How to make secure authentication by netcode?

I was reading netcode documantation of Connection Approval. And I was kinda happy cuse the question in my mind was answered about authentication while reading ConnectionApprovalRequest.Payload, because i thought i can send a token to the server to confirm user's session. But at the end i saw this warning. If we won't send token or password, what is payload, or how we would controll if the user is valid? I am web developer, so should i have a certification just like ssl for websites?

 

In the past, the web was pure HTTP.
If you log into your Paypal account while on Wifi, the login packet would be transmitted through the air to your router.
If someone is near your router, he might be able to capture the transmitted packet to get your password.

That's why the web mostly moved to HTTPS (= SSL).
It is end to end encrypted, meaning that only you and the server can make sense of the packets which are transmitted through the air.

Online games usually don't transmit any sensitive data.
It doesn't matter if someone can snoop on your network to see which potion you used in an MMO.
Encryption requires extra work and extra CPU cycles, which is why it's not a high priority for many netlibs.
It's not impossible though.

Often login is the only sensitive data in your game, so only that part might be encrypted (steam login, google, oauth, etc.)

 

Okay thank you so much for answer. As i said i am back-end developer so i can make microservices for logining.

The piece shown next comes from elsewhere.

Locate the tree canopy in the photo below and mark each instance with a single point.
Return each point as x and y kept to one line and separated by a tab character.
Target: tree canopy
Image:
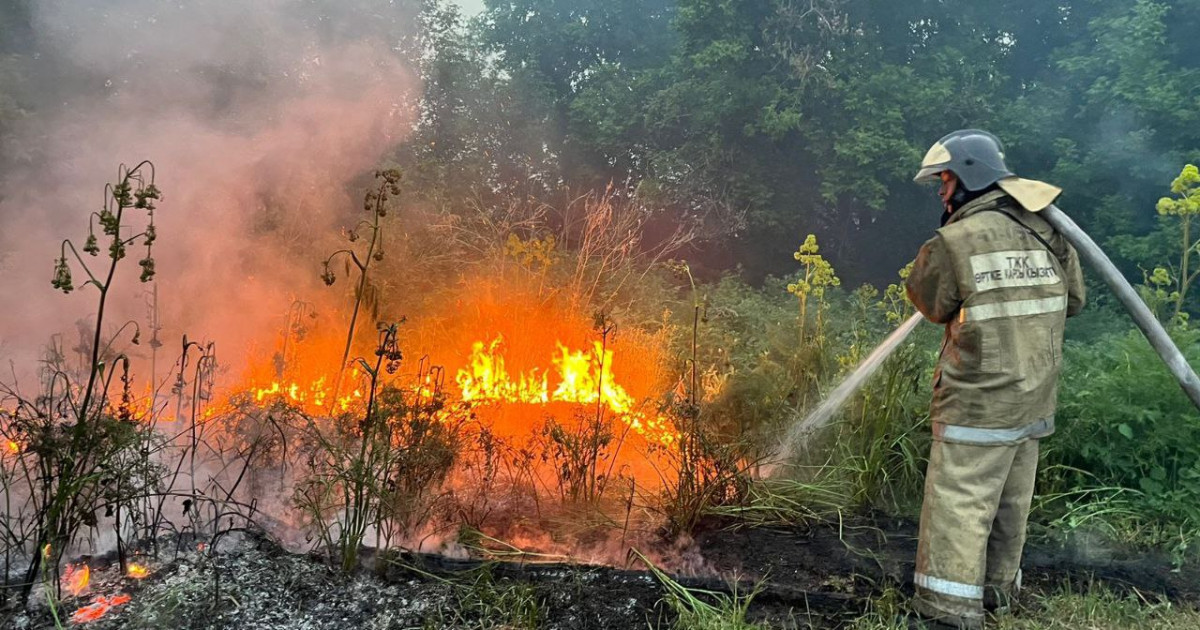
767	119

My question is after the user login; i mean during the game, how the user makes me know if this is "the" user. Should i store user's ip?

 

The low level transport would give you some kind of 'connection' object for every accepted client on the server.
For example, in TCP this would be a socket.
For UDP this might be an EndPoint etc.

 

Okay i understood, but you are saying "every accepted client", if i don't send any sensitive data like password or hashed token from client-side, according to what am i going to accept the user in the server, or even reject if the user is not accepted? Again thank you so much for your relevance.

 

There's a variety of ways to do this but the simplest, which sounds like it may even be for you being a backend dev, is a token.

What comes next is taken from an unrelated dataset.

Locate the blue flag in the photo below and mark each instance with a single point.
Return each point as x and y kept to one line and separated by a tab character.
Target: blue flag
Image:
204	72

User logs into account via auth server and is given a token response. Auth server holds token along with IP for x seconds.
Client connects to game server and sends token. Game server sends token and IP to auth server. Auth server checks if token exist and IP matches then tells game server, perhaps passing in a client ID.

From there the game server can access any database with clientId and pull inventory, ect. And also approve client login.

Most networking stacks have a way to suspend the client until they've authenticated. Eg in FishNet we call it an authenticator. This would be the part where the game server validates with the auth server. If you need a better example let me know.